The second game, a promising rivalry game between the New York Jets and New England Patriots, was an ugly, low-scoring affair that finished 13-10, with only 550 total yards between the two teams. Geno Smith threw three interceptions, and Tom Brady had one of his least effective days as a pro: 19-of-39 for just 185 yards and one touchdown.

The Week 10 fixture, Minnesota vs. Washington, probably looked like a good game when the schedule was set up, with both teams coming off 10-6 seasons and playoff appearances. Instead, two teams that are now 7-20-1 faced off, and the 34-27 result didn't mean much to either team.

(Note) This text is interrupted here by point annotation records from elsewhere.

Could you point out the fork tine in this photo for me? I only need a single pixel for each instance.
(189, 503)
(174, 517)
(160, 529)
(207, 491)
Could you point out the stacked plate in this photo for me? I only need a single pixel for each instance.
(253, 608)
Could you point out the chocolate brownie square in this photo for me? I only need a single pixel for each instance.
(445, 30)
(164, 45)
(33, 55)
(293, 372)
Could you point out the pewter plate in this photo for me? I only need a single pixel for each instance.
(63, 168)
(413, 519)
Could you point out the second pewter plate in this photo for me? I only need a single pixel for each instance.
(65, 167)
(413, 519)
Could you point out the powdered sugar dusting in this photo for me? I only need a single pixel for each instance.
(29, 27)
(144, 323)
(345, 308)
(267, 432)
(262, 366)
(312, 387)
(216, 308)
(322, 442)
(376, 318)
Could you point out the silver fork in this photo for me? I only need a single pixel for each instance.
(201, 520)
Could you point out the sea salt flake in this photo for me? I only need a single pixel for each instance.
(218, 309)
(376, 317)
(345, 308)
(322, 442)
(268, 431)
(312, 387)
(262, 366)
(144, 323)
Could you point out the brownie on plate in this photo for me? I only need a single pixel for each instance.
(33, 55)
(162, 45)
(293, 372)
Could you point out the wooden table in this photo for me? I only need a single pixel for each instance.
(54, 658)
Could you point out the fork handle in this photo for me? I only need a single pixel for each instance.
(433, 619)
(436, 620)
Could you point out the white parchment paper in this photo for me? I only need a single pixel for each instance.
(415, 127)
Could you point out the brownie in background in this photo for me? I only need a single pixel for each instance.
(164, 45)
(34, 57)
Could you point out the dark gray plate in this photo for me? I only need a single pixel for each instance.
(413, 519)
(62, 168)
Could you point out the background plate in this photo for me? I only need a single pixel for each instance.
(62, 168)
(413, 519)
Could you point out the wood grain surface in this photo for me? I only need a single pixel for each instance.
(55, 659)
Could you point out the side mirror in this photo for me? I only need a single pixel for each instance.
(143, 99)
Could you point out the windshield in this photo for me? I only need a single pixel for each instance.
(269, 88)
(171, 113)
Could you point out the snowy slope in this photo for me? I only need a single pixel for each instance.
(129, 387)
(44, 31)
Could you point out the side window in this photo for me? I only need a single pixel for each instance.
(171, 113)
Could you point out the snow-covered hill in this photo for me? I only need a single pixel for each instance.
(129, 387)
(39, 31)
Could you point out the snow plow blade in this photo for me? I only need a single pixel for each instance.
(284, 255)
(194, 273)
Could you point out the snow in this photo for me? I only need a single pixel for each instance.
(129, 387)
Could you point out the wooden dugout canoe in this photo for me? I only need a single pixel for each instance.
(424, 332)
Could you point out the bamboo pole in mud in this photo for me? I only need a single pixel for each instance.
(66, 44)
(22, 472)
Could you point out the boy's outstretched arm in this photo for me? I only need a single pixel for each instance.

It's games like these—exciting matchups that fizzle, uninspiring matchups that meet expectations—that give Thursday Night Football a bad name.

Perception is Reality?

The reality is, there are boring and disappointing games in the regular Sunday slate, too. They don't stick in our mind as often because we can just flip the channel and watch another game.

In this way, expanding the Thursday Night Football slate can only help. A second game on the same night reduces the odds fans are stuck watching a stinker.

Then again, a big part of football's popularity is built on its easy fit into our hectic, modern lives. With NFL football taking up all of Sunday, plus Monday and Thursday evenings, plus college football's grip on the Saturday market, the crush of football overload may eventually impact ratings.

Ultimately, even if fans, players and coaches all can't stand Thursday Night Football, it brings in eyeballs like crazy, and broadcasters are more than willing to pay for eyeballs. According to John Ourand of Sports Business Daily, quoted via Klemko, the NFL could net $700 million or more for a slate of eight games.

As the players must get an average of 47 percent of all revenues back as salary over the life of the current CBA, per Pro Football Talk, that's a salary-cap spike of about $10.3 million per team.

That will make some of the players' aches and pains feel a little bit more worth it.